But he said some federal agencies may be more lax about their policies because officials believe federal agents aren’t as corruptible as local police officers.

“They all figure all of their people are above reproach, they’re federal agents and they’ve never really had any serious breaches in the security” he said. “And it’s not until you have that breach of security that you have to take some really aggressive steps to rectify it because if it happens then it sets up a lot of problems.”

Agent Lowry isn’t the first FBI employee to come under investigation for improper handling of evidence. Three years ago, a former FBI evidence control technician in Indiana, Melissa Sims, was sentenced to 15 months in prison after she was charged with embezzling more than $30,000 in cash from an evidence room.

The Justice Department itself has prosecuted a host of cases involving corrupt local law enforcement officials caught stealing evidence in recent years.

In 1999, the Government Accountability Office raised concerns about FBI’s controls over seized drugs and firearms in a report noting that internal inspections found “weaknesses in physical access controls” and missing chain of custody documents.

At the time, the FBI insisted that evidence control rooms reviewed by the GAO were monitored by at least one surveillance camera.
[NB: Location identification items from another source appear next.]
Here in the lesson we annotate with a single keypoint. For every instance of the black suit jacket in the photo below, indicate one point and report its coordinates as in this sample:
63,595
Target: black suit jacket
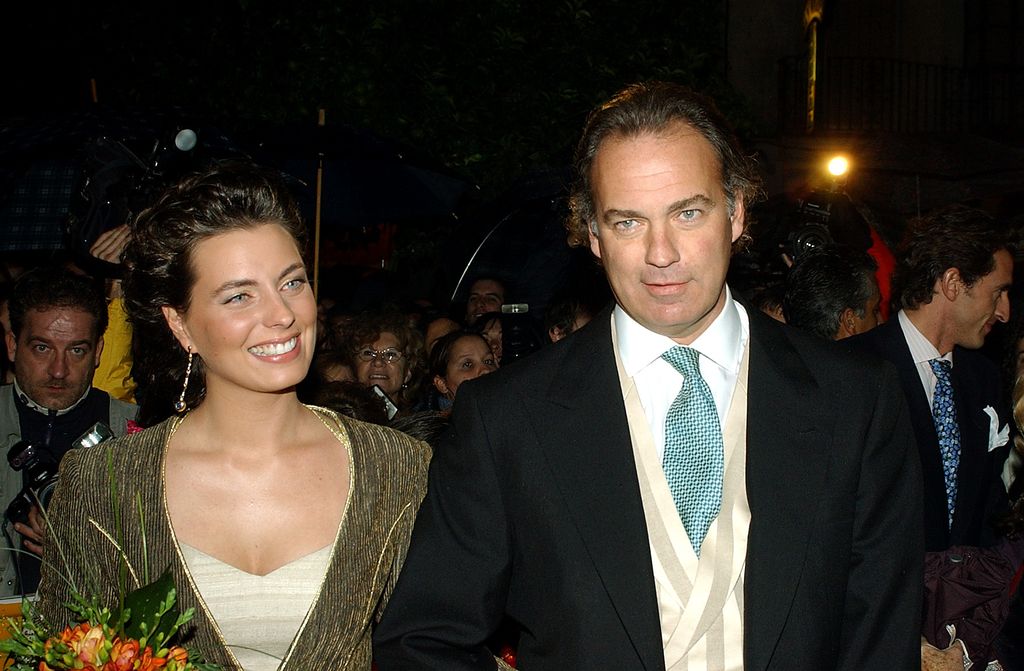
534,511
980,492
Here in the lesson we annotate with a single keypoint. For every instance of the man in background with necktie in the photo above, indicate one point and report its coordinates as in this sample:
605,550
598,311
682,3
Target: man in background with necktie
682,484
950,286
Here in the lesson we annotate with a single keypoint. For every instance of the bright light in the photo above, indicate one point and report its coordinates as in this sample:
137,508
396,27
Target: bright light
838,166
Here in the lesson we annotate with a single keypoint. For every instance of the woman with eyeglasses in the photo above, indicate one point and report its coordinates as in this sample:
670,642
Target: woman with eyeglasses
387,352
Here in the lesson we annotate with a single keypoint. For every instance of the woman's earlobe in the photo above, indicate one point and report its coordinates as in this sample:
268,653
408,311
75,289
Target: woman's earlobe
176,324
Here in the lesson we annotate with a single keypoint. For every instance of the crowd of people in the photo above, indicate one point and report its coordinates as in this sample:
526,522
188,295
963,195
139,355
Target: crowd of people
674,480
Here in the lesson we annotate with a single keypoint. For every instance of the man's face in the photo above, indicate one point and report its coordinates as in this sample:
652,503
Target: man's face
979,306
664,231
872,313
484,296
55,355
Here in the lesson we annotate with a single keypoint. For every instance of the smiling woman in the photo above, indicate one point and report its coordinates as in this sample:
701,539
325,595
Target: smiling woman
260,505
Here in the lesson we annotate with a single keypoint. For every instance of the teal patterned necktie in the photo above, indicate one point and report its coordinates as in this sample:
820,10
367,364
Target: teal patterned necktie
944,415
694,457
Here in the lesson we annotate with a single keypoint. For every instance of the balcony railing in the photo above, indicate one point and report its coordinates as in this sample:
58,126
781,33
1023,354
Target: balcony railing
859,94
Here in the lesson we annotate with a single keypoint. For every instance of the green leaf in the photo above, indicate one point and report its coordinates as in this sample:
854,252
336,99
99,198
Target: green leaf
152,613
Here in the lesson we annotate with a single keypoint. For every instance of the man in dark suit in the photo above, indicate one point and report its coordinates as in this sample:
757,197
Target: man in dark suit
951,284
783,535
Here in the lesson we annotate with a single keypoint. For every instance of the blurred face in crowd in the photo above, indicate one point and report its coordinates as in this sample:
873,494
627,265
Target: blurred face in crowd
253,317
484,296
373,365
55,355
852,324
978,307
663,228
438,329
470,358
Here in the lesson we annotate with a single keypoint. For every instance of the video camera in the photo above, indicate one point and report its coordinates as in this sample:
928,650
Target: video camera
40,471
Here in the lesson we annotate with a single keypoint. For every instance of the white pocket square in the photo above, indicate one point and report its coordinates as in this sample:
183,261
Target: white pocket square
996,437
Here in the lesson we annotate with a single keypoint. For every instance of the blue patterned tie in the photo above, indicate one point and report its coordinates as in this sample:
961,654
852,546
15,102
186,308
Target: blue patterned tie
694,458
944,414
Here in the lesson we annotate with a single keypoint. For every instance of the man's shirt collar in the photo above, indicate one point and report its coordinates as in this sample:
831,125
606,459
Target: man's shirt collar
722,341
45,411
922,349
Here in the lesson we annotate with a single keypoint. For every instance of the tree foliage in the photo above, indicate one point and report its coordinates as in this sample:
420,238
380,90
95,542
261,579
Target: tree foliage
491,88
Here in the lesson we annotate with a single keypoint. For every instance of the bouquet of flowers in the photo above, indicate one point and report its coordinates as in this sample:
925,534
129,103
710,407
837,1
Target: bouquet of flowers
136,637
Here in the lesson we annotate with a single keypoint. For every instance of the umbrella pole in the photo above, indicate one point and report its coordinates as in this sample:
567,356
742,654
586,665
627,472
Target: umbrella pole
321,121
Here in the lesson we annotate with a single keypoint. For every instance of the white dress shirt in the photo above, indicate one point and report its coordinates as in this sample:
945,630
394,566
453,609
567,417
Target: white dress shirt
923,351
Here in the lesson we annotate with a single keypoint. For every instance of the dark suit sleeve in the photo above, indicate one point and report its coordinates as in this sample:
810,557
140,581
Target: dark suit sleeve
882,615
451,594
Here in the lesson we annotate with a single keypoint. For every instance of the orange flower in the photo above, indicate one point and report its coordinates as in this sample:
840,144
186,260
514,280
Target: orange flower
148,662
85,642
123,656
177,658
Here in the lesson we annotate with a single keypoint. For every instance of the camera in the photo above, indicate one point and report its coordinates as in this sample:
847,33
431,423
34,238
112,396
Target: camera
40,471
812,229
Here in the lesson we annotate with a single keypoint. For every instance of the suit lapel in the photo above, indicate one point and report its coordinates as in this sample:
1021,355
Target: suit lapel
787,442
592,461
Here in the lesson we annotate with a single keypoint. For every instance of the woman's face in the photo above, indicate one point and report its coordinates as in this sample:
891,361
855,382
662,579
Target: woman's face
252,318
376,370
493,334
470,358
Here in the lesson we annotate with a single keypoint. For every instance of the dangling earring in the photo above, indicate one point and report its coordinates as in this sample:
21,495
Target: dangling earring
180,406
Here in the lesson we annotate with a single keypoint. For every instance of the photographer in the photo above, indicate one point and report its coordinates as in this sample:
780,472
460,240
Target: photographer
57,321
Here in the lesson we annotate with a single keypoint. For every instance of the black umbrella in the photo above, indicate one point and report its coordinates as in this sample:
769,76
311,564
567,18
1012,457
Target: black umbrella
45,163
367,180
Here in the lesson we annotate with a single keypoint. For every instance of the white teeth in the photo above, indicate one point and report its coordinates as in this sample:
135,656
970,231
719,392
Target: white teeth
274,349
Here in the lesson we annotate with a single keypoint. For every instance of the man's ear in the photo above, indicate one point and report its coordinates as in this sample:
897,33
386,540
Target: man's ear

The Washington Field Office was not among the sites reviewed by the GAO, and it’s unclear why it would lack cameras when other field offices had them 15 years ago.

The Washington Field Office referred questions about its evidence room procedures to the FBI’s national press office, which did not provide a response.

David Harris, a law professor at the University of Pittsburgh and expert on police practices, said even with cameras, there’s no guarantee that surveillance would have caught Agent Lowry if it turns out he’s found to have pilfered drugs or guns.